6.Reliance on dairy – Michael Reddell has been blogging up an excellent storm over at Croaking Cassandra. Today he’s done a fantastic piece on long-run dairy prices and just how much extra real production has come from our farming sector. It has essentially stalled in real terms in recent years.

The chart is a cracker and he points to a reason why farmers might be increasing production despite the apparent weakness in prices.

In their paper “The intensification of the NZ Dairy Industry – Ferrari cows being run on two-stroke fuel on a road to nowhere?”, presented at an agricultural economics conference last year, Peter Fraser and two co-authors (Warren Anderson, an academic at Massey, and Barrie Ridler,a Principal at Grazing Systems Limited) argue that many New Zealand dairy farmers have been applying anything but the principle of producing until marginal revenue equals marginal cost.  I spent quite a bit of time working with Peter during the 2008/09 dairy price crash – I knew about debt but he (at MAF) knew, and taught me, a lot about dairy. I have a lot of time for his (often-trenchantly-expressed) views.

Fraser et al argue that most of the farm models used by farmers and their advisors in New Zealand take an average cost approach rather than a marginal cost approach, which is inducing increases in production beyond the point of profit maximisation.

7.Like Uber but for dairy – Eric Crampton has also been blogging over at Offsetting Behaviour about dairy, but from a different point of view. He suggests a solution to the problem with Canadian dairy producers not wanting to take the up-front pain of relaxing import restrictions.
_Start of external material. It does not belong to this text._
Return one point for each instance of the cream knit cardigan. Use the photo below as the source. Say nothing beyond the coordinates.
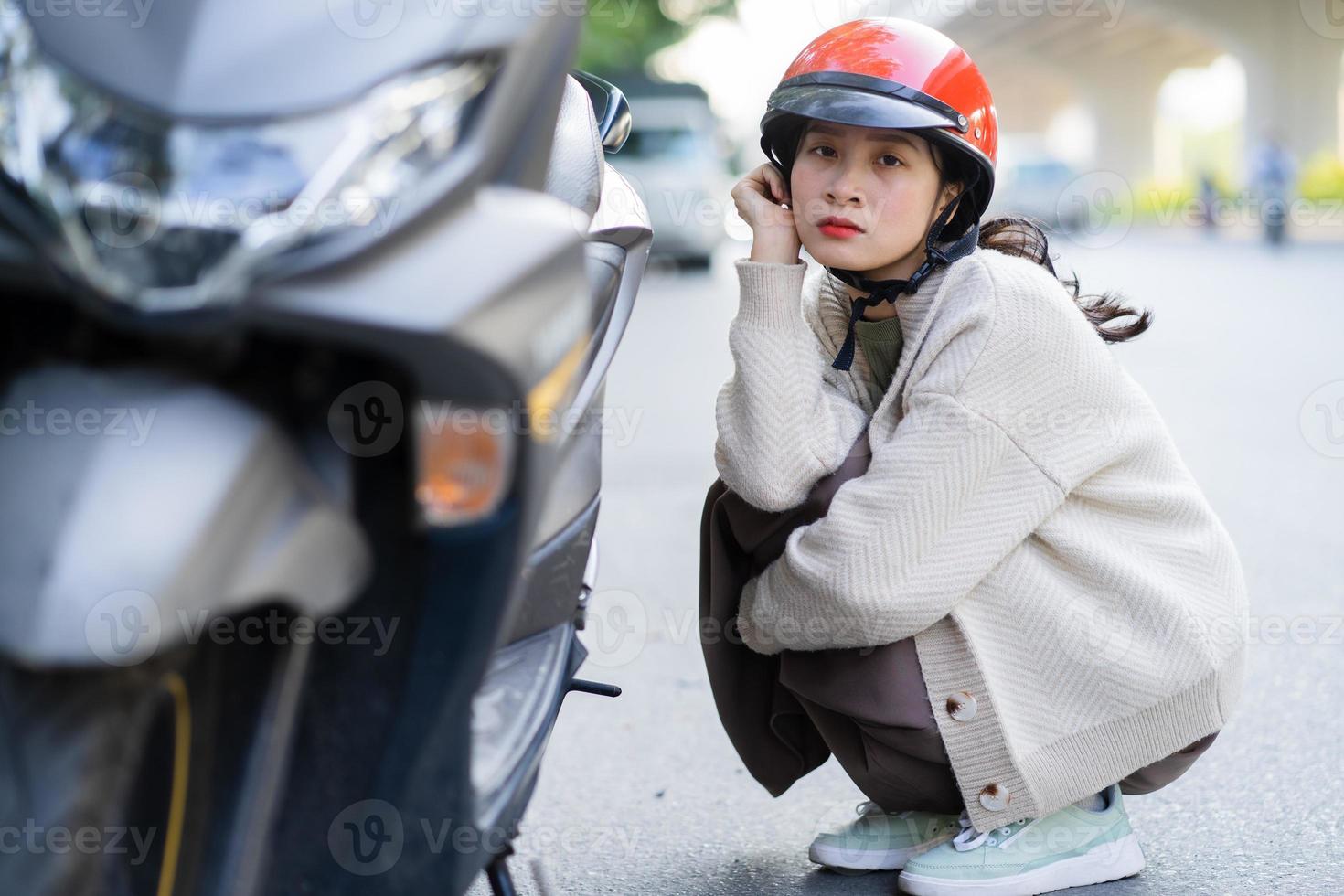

He has a curious idea. He suggests a new tax on dairy in Canada to pay for bonds to buy quota off farmers.

I love it when libertarians propose new taxes 😉 It’s a clever idea.

8. Three gluts to shape the global economy – Jonathan Shapiro over at SMH has a good piece on the three gluts that will rock our worlds. The comments on a savings glut are fascinating.
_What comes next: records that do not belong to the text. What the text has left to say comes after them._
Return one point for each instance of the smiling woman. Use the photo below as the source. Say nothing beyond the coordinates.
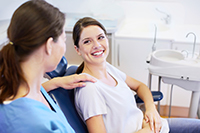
(108, 105)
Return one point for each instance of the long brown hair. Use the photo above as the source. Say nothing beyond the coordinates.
(78, 28)
(30, 27)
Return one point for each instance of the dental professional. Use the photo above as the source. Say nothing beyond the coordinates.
(108, 105)
(36, 45)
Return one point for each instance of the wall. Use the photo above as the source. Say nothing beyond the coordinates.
(182, 11)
From the folks who brought you the “new normal” and the “new neutral”, welcome to the world of the “three gluts”. That’s the descriptive phrase of the global economy offered by global bond fund PIMCO and its newly appointed economic adviser Joachim Fels.

In his first missive since joining the US-based bond fund in February, Mr Fels said global macroeconomic forces would be defined by the “the three gluts” – of money, savings and oil.

Cheap money and energy would spur an economic recovery but an abundance of savings would keep global interest rates in check, Mr Fels said in a note to clients.

“While the global savings glut is likely the main secular force behind the global environment of low growth, ‘lowflation’ and low interest rates, both the oil and the money glut should help lift demand growth, inflation and thus interest rates from their current depressed levels over the cyclical horizon,” he said.

There were several reasons why the demand to save was greater than the demand to invest, Mr Fels said. They were: history, with consumers still scarred by the financial crisis; demography, with savers living longer; inequality, with the rich saving more than the poor; technology, with new companies able to expand with little investment; and necessity, with emerging market companies dealing with capital flight risks.

The savings glut had led to weak demand, which “for a long time slows potential growth and turns into permanent joblessness, while weak investment dents the growth of the capital stock”, Mr Fels wrote. 

He said if governments failed to fill the demand and if central banks could not force rates down enough, or into negative territory, “they have to resort to blowing pretty bubbles in the financial markets, in order to avoid worse outcomes”.

9. Totally John Oliver on the state of Washington DC. He’s always good for a laugh and some surprising knowledge.

10. Totally Clarke and Dawe are asking for a recount. Just plain funny.